Yes, it would be more of a data quality issue, that needs to be fixed at the source system. I am personally against any translation done at the receiving system, as it might have the wrong results at times, you shouldn't end up translating something that shouldn't have got translated. (and which might propagate downstream further complicating things).
May be this is something the BAs and DAs should get together and decide up on. (wash the linen only on the upstream ! :-) )
In the ideal world there would never be delimiters or control (unprintable) characters imbedded in your data. Since we live in the real world you have to deal with this issue. As already stated you can try to correct the source system, but often times this is not possible either.
Here are some solutions I've seen used:
1. Pick a delimiter that can "never" appear in the data. For example be ASCII 127 ( 0x7F ) is the delete character. The delete character can be typed but it never appears in the file you are working on. This works quite well but is not intuitive when reviewing the data files.
2. If the source system is Oracle you can cleanse the offending columns by writing a cleanse function to change the unprintable characters to spaces.
3. Use perl or awk to change the unprintable characters in the source file: perl -ne 's/[[:cntrl:]]//g;print' file.txt
4. Use perl or awk to count the number of delimiters per row and reject the row or file if incorrect - meaning that there were delimiters embedded in the data.
5. Use double quotes around each column in the source file - when using tools like Informatica you can specify delimited and quoted input files.
There are probably more solutions but you get the idea....
We are researching the idea of cleaning at the source.
The problem is at the moment that the main 'block looking' cntrl characters(they seem to be carriage returns and line feeds) we are receiving most, don't all have the same hex value. So we are trying to build up a library of ebcdic hex values that we can scan our source files for before ETL.

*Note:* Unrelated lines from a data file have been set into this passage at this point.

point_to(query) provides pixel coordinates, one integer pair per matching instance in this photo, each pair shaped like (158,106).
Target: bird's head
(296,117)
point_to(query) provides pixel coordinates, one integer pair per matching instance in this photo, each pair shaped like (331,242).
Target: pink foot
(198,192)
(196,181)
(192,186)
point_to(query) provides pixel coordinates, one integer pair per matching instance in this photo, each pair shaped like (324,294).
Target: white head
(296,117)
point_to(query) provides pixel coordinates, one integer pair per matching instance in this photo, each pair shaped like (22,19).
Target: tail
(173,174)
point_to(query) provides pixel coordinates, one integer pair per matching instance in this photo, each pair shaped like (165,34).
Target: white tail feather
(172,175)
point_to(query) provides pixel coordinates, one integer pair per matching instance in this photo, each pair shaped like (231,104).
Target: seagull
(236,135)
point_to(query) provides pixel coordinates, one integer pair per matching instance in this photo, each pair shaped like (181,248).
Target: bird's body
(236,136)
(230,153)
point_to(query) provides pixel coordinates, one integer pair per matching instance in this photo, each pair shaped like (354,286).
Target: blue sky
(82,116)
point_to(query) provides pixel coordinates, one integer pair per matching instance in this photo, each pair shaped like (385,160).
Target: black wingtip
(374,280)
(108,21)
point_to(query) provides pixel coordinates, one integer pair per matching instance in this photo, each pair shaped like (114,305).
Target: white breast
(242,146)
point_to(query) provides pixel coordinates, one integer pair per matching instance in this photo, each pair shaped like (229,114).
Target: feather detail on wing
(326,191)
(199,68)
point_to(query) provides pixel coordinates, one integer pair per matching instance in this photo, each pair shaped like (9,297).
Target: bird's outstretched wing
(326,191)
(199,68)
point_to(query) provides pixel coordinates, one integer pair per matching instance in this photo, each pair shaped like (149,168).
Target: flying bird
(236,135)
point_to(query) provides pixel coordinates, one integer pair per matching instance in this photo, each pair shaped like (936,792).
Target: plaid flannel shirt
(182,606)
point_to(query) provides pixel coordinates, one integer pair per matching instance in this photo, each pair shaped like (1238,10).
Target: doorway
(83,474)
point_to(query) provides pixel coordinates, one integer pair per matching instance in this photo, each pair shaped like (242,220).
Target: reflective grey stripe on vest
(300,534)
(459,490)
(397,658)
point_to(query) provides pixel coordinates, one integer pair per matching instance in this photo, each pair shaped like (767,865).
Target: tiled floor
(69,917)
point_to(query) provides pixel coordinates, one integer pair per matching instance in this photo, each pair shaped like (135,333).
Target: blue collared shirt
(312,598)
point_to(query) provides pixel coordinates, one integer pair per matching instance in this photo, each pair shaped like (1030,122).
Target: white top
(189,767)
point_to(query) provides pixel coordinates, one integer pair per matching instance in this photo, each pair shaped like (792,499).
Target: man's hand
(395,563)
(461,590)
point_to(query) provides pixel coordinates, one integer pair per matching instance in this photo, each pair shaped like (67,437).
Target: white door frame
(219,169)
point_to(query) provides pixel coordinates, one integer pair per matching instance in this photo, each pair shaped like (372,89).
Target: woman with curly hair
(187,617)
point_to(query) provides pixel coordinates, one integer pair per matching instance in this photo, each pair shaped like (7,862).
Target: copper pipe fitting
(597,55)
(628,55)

Also, has anyone used/researched Teradata Data Mirroring products for anything in this context?
Finally, if we were to do something as radical as use another products Utility(say DTS in SQLServer which is currently working for us) to get the files cleanly across could we dynamically call something like the OleLoad utility for an array of files from a Unix/Linux script?
You can FastLoad from a DTS package by using the DTSPackageDSO OLE DB provider and the OLE DB access module. Here is a small experiment that you can use to verify that this works:
* On a system having Microsoft SQL Server 2000 installed, click "Start" then "Programs" then "Microsoft SQL Server" then "Import and Export Data". Follow the wizard steps to create a "Microsoft OLE DB Provider for SQL Server" to "Microsoft OLE DB Provider for SQL Server" package. On the "Specify Table Copy or Query" step, choose "Copy table(s) and view(s) from the source database". On the "Save, Schedule, and replicate package" step, uncheck all of the check boxes in the "When" group box, check the "Save DTS Package" check box and the "Structured Storage File" radio button in the "Save" group box. * Start the "SQL Server Enterprise Manager" and find the "Data Transformation Services" icon. Right click it and choose "Open package" to open the package that you created with the "Import and Export Data" wizard. Right click the "transform data task" icon (it is an arrow) and click "Workflow Properties". On the "Options" tab in the "Execution" group box set the "DSO rowset provider" check box. Also, copy down the entire "Name" of the transform data task. It is important the get the entire name. It may not all be displayed and you might have to click on it and then move the cursor all the way right and left over it to get the whole name. * Save the package. * Start OleLoad and for the "Select a source" group box, select the "Microsoft OLE DB Provider for DTS Packages ("DTSPackageDSO")" entry. On the "All" tab of the "Data Link Properties" dialog box, set the value of the Provider String property to /Ffilename (where filename is the full pathname of your DTS package). * In the Enter the name of the desired table edit box, enter the name of the transform data task. The rest is a normal FastLoad via OleLoad.